If you’ve looked at any coding bootcamp, you’ve likely seen them say that after as little as six short months graduates are able to take on new roles as web developers and enter into completely new careers. What the fine print often then tells you is that you’ll have to give up your job and go to school full time. That might be feasible for some people, but certainly no working adult can make that work.
That’s why a new type of coding bootcamp was developed: the community coding bootcamp. Designed to be flexible and affordable, this novel bootcamp model is offering working adults an accelerated yet effective way to learn to code.
Coding Languages Employers Want
Working With Coding Teams
Community coding bootcamps don’t leave you alone to figure things out by yourself, which is typical of online bootcamps. Students are assigned a small, dedicated group of fellow students who they can rely on for help and support. Additionally, all students get a single, dedicated instructor who they can turn to for questions. What makes community coding bootcamp instructors truly unique is that many are full time developers and choose to teach in their “off” hours because they enjoy contributing to the coding community. Students get to learn firsthand from individuals who are in the field every day, giving them access to a truly valuable resource during their coding training.
Learning On Your Schedule
Traditionally, coding bootcamps took on a classic classroom model. Students were expected to attend classes on-site, full time. It’s an effective, immersive experience. However, working professionals and anyone juggling other full-time responsibilities can’t take on these types of requirements.

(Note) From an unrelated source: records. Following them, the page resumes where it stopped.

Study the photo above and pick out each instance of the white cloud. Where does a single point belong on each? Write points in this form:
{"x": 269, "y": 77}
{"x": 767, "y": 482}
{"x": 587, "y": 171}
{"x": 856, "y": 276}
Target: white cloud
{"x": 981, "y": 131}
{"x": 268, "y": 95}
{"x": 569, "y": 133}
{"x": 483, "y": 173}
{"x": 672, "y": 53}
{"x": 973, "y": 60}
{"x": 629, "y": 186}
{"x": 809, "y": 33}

To respond to these limitations, community coding bootcamps feature an online-offline hybrid model that adapts to working adults’ busy schedules. Students take lessons online during the week so they can adjust their training around jobs and other necessary tasks. They then meet once per week during an on-site workshop where they meet with their instructors and fellow students to complete assignments. This approach gives students the flexibility they need to balance work and education at the same time.
As a working professional, you’re juggling a lot. While you may have the best intentions to learn to code, it can be hard to stay on track when trying to balance work, family, and other responsibilities. It’s the core reason why most students who start an online coding program rarely finish it.
Community coding bootcamps, in contrast, are designed to keep you motivated and on top of your learning. Discrete modules help students see regular improvement in skills. Additionally, modules come with fixed assignments and deadlines to help students work toward concrete, time-driven goals.
Building Skills For A New Role
As community coding bootcamps help students stay on track with their coding education, they make a deliberate point of helping students create job portfolios to share with prospective employers. Projects completed during the bootcamp are added to these portfolios and are all the evidence prospective employers need to see to know you have the right skills for the job.
The typical roles taken on by coding bootcamp graduates usually fall into quality assurance and software testing sectors. These are well-paid jobs that help students get their foot in the door while giving them a chance to build additional skills on-the-job.